The DHS official said Ice detained Escalona in January 2025, after he was arrested by local Texas police for evading arrest in a vehicle. He arrived at Bluebonnet after he was returned from the US migrant detention facility in Guantanamo Bay in February.
The DHS official said Escalona was a 'self-admitted' Tren de Aragua member but did not provide evidence of the claim.
During a phone interview from Bluebonnet, Escalona said he had no ties to Tren de Aragua or any gang. He was a police officer in Venezuela, he said.
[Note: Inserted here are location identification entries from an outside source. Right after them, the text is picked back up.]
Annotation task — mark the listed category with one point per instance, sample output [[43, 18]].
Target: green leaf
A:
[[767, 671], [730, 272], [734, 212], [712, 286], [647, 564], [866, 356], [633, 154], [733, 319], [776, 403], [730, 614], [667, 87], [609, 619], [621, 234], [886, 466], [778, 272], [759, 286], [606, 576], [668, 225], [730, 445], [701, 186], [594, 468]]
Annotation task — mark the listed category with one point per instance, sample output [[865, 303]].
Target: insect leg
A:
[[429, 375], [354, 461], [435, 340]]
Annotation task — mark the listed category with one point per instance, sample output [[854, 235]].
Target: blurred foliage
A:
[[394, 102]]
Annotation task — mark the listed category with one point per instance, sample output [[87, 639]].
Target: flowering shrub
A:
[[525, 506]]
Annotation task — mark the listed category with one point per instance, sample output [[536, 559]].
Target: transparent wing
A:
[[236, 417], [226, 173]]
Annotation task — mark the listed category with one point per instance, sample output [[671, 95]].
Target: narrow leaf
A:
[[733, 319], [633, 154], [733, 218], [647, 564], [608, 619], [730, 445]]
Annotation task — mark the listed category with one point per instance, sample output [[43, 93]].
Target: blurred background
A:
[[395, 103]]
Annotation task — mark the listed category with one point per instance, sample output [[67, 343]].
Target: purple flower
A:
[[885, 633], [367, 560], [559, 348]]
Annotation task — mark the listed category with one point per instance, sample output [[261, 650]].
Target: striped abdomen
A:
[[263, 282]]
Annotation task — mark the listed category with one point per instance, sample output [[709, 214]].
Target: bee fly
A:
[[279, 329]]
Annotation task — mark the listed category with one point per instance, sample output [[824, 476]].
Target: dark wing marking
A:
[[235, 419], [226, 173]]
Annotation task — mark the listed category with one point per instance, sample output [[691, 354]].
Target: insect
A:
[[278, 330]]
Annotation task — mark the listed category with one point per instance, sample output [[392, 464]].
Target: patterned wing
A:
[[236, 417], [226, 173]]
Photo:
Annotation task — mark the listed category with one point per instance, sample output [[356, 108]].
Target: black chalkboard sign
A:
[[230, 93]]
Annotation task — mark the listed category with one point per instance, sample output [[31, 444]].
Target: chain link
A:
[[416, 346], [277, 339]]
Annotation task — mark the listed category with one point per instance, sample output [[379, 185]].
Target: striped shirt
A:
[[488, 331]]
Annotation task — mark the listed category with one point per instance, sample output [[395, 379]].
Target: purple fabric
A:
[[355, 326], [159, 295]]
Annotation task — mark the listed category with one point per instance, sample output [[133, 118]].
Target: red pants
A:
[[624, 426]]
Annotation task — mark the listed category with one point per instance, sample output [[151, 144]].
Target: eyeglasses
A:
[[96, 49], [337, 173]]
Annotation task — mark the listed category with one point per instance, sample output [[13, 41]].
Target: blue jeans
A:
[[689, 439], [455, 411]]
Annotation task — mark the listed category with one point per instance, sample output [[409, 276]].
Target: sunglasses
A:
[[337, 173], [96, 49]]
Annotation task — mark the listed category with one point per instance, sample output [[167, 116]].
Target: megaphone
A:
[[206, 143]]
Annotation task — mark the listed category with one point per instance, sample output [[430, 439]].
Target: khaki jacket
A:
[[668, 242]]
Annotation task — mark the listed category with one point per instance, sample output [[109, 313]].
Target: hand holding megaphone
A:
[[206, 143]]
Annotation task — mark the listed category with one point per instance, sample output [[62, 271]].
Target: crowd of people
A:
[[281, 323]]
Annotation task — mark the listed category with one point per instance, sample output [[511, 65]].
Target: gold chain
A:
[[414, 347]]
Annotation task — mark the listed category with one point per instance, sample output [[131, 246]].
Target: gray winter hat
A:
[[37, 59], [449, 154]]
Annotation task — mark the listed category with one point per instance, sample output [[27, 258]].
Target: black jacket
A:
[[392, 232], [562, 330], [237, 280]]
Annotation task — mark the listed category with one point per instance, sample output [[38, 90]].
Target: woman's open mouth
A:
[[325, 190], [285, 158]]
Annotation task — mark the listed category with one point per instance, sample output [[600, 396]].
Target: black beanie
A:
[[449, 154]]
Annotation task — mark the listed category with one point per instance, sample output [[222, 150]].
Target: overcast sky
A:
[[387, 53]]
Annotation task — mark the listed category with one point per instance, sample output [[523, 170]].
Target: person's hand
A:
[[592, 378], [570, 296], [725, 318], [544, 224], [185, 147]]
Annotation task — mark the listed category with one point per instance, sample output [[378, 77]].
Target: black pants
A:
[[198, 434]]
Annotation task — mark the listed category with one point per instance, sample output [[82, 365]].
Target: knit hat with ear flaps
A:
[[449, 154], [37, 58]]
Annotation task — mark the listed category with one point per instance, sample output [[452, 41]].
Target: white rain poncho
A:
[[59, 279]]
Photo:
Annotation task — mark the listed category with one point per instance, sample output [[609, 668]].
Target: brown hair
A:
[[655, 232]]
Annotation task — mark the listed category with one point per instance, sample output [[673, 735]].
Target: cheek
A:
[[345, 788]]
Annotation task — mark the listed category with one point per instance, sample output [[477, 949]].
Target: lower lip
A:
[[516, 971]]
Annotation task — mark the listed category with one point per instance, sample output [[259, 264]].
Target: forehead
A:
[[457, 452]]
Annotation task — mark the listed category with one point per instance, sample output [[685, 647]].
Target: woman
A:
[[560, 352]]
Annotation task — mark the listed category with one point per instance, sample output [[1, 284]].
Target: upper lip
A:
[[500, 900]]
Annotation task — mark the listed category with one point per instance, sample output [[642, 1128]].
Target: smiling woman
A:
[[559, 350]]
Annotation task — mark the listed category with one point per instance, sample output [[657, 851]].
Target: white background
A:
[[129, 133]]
When they detained him, US authorities took his phone and he suspects they saw photos of him making hand gestures that he said were common in Venezuela.
'They're making false accusations about me,' he said. 'I don't belong to any gang.'
Escalona said that he has asked to return voluntarily to Venezuela but was denied.
'I fear for my life here,' he said. 'I want to go to Venezuela.'
Hundreds of thousands of Venezuelans have come to the United States over the past few years, fleeing economic collapse and what critics call an authoritarian crackdown under President Nicolás Maduro.
Under the administration of Joe Biden, many were given temporary humanitarian protections that the Trump administration is trying to revoke.
Since their aborted deportation, the men have been on edge, their families say.
In Millan's dorm, he and some of the other Venezuelan men take turns sleeping so that they can alert family members if immigration officers come to deport them, according to Millan's wife, who asked not to be named for fear of being targeted by immigration officials.
One day last week, he told her the men in the dorm refused to go out into the yard because they were worried they would be put on another bus and sent to El Salvador.
'He is desperate,' Millan's wife said. 'He told me that when he walked out onto the field, he sat down and looked at the sky and asked God to get him out of there soon.'
In one recent video call, Millan told his wife that they have not been given much food, and he tries to sleep more so that he is not so hungry, she said, something that other detainees' relatives echoed.
A spokesperson for Management and Training Corporation, which runs the facility, said 'all detainees housed at Bluebonnet receive meals based on a menu that has been approved by a certified dietitian, ensuring the recommended daily caloric intake is met.'
In a statement, DHS said it 'uses multiple strategies to manage capacity while maintaining compliance with federal standards and our commitment to humane treatment'.
On Saturday, an immigration official visited Escalona's dorm and answered some of the detainees' questions, according to an audio recording of the visit obtained by Reuters.
The men, talking over each other frantically, wanted to know why the government was trying to send them to El Salvador and what was happening with their immigration court dates.
The official explained that the US had tried to remove them under the Alien Enemies Act, which was a separate process from their scheduled immigration court hearings.
'If he gets removed under the Alien Enemies Act, then that court date doesn't exist, he'll never have that court date,' the official said in English to someone who was translating.
Several of the men wanted to know how it was possible for them to be classified as 'alien enemies' when they were not gang members and had committed no crime.
'If I don't have a criminal record in the three countries in which I have lived in, how are they going to send me to El Salvador?' one of the men in the recording asked. Reuters was not immediately able to establish his identity.
The official said he was not involved in the intelligence gathering.
Several of the men had court hearings in their immigration cases last week and advocates scrambled to find lawyers for them.
Millan has a pending asylum case and his next hearing is scheduled for May 1, unless he is sent to El Salvador before then.